How to Beat the Post-Holiday Financial Blues

By Caitlin in Debt
How to Beat the Post-Holiday Financial Blues

After all the festivities of the holidays are done and life returns to normal it can be extremely difficult to face the realities of your current financial situation. Overcoming post-holiday debt is on the top of most people’s New Year’s resolution list but more often than not the post-holiday blues get in the way. The start of a new year is worst time of the year for many people, too much work to be done, weight to be lost, life to straighten out and money to be saved. So with an endless amount of life choices to be made and issues to deal with how do you even begin to think about saving money and tackling debt?

You face it head on, don’t ignore your account balance and let your credit card statements be the inspiration you need to work hard and beat those post-holiday financial blues.

Take an Inventory of all Your Personal Finances

First things first, you need to know what you are dealing with. Don’t continue to be in the dark about your financial situation, gather all your statements and start planning.

  • Figure out what the problem is (if you think there is one); you need to know what to work on if you want to improve your finances. Start with your holiday spending, what did you spend on? Where could you have cut back? How much debt did you accumulate? If shopping and overspending is your main problem then your holiday credit card bills will definitely be the proof you need.
  • Stop buying things, stop spending unnecessarily and stop adding more debt on top of the debt you already have. Stay home and don’t temp yourself, the post-holiday sales are full of great deals but shopping will only add to your problems. Accumulating more debt means you’ll be paying more interest and it will take you even longer to become debt free. Only buy things with the money you actually have and leave your credit cards at home.
  • Now make a budget. Create a list of all your financial obligations, these are things you need to pay for or buy like food, rent and insurance. Now figure out how much money you have left over after you paid for all them. This is the money you need to use to start paying off your debts with and using to start an emergency fund or savings account with.

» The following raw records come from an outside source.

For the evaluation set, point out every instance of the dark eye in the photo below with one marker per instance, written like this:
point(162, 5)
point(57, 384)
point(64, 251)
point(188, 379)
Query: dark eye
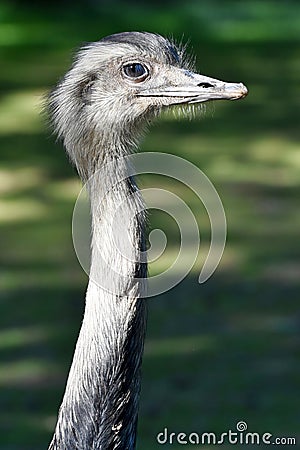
point(136, 71)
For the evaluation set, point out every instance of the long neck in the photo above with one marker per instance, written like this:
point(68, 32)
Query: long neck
point(99, 408)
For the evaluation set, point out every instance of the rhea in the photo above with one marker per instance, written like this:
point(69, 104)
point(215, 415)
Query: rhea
point(99, 109)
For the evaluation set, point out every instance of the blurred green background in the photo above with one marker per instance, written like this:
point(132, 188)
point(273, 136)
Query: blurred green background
point(216, 353)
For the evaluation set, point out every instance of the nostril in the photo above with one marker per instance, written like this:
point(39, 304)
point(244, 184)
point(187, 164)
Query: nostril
point(205, 85)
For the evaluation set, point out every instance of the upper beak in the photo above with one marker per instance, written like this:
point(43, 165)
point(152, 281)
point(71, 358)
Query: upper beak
point(195, 88)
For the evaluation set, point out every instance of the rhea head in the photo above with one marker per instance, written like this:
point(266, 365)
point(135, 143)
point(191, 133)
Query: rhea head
point(118, 84)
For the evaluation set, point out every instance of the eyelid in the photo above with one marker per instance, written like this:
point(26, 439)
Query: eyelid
point(133, 78)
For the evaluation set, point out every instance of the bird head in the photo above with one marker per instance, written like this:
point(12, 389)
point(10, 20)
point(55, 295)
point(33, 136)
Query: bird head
point(118, 83)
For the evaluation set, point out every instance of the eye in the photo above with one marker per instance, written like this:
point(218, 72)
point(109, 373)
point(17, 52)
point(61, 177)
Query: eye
point(136, 71)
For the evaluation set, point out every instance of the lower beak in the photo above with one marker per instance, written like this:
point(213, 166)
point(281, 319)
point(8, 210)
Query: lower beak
point(195, 88)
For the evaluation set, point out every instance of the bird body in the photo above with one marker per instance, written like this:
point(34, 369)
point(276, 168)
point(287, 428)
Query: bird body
point(99, 109)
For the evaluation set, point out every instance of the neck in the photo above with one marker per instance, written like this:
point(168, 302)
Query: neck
point(99, 408)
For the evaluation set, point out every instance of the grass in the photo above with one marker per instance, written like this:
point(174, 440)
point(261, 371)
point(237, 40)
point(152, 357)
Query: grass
point(215, 353)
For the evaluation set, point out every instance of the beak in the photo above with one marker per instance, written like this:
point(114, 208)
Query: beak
point(194, 88)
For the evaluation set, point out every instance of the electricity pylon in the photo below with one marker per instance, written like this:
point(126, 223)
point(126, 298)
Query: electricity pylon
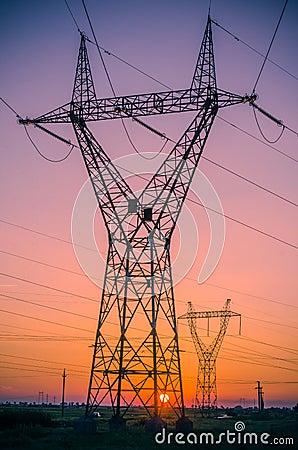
point(141, 362)
point(206, 393)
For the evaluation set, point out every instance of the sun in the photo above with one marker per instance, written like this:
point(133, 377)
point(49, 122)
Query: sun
point(164, 398)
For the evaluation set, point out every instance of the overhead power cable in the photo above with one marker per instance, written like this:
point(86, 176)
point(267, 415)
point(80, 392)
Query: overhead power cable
point(191, 279)
point(46, 157)
point(45, 320)
point(257, 139)
point(269, 48)
point(73, 17)
point(52, 308)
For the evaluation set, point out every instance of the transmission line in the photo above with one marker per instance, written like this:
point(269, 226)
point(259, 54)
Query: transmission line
point(269, 48)
point(253, 49)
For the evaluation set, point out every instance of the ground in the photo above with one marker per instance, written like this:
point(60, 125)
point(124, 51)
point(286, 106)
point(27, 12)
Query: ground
point(44, 429)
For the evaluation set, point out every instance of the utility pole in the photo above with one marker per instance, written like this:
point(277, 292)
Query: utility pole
point(63, 391)
point(260, 396)
point(206, 393)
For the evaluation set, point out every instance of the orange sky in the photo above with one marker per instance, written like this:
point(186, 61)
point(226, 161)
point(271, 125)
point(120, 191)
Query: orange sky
point(257, 272)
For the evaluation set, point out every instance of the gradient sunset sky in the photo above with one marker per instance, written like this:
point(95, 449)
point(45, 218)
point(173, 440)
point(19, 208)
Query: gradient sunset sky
point(39, 45)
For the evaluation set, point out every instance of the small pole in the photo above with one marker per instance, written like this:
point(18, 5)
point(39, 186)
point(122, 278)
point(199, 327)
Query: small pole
point(63, 391)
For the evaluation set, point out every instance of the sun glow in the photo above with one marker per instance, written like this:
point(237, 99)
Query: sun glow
point(164, 398)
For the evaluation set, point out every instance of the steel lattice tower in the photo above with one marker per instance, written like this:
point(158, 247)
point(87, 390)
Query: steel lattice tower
point(143, 361)
point(206, 393)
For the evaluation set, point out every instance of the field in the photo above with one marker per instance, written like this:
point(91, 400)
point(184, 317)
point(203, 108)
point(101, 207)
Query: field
point(42, 428)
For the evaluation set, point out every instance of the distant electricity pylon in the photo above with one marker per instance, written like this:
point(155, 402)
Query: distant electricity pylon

Be Tough and Figure out What Can be Cut

It’s time to be tough and honest with yourself. You need to decide what spending is essential to your life and what spending needs to be cut. Learn the difference between needs and wants and change your spending habits accordingly. Let your holiday credit card bills be the inspiration you need. Learn to create a shopping list and a spending plan; don’t make unplanned or spontaneous purchases.

If you’re having trouble deciding what’s essential and what is non-essential, here are some examples of things you can probably cut from your budget.

  • Unnecessary gas and parking fees. Take public transportation or walk when possible.
  • Stop taking cash advances from your credit cards, the interest is astronomical.
  • Cancel your cable or satellite. Or at least down grade your package.
  • Stop paying for expensive coffees every day, brew your own at home.

Obviously you should be realistic about what you cut and try not to set yourself up for failure by cutting out everything. Being able to stick to your plan and your budget should be your top priorities so don’t make it harder than it needs to be. Maybe look for less expensive alternatives instead of completely cutting something out, that way you won’t feel like you’re making too big of a sacrifice.

Start Working on Debt Repayment

Now that you’ve created a budget, finalized a spending plan and decided what expenses can be cut you need to start working on a debt repayment plan. Unfortunately debt repayment is a long process and depending on how much you owe, could take a couple of years. This is why you need to create a strategy and work on it diligently.

  • Pay more than the minimum that you’re required to pay each month; this is the only way you’ll get out of debt in a reasonable amount of time. The problem with credit card debt is that the interest continues to accumulate, thus making it very difficult to make a dent in your debt. Make sure that if you have more than one credit card you’re paying off the one with the highest interest rate first.
  • Make more than one payment. If you like making one large payment a month because it’s easier to keep track of then that’s ok, but no one ever said you can’t make more than one payment. If you end up having some left over money at the end of the month then do not hesitate to put it towards your credit card debt.
  • Consider Credit Counseling. If you’ve been tough with yourself and tried to cut back but you still can’t seem to stop over spending then maybe you need to seek outside help. Acknowledging that you need help is the first step towards taking control of your finances. There are plenty of options for you including credit counseling and debt management programs. These kinds of programs will help you deal with your debt and your creditors.

The post-holiday financial blues happen to the best of it, but it is how you deal with them once January comes that’s important. The best thing you can do it is to set realistic goals and be as organized as possible. Plan for all situations that way you won’t be caught off guard when a financial issue comes up. Repaying your holiday debt doesn’t have to be impossible, focus on your end goal and work towards ensuring that you have a healthy financial future.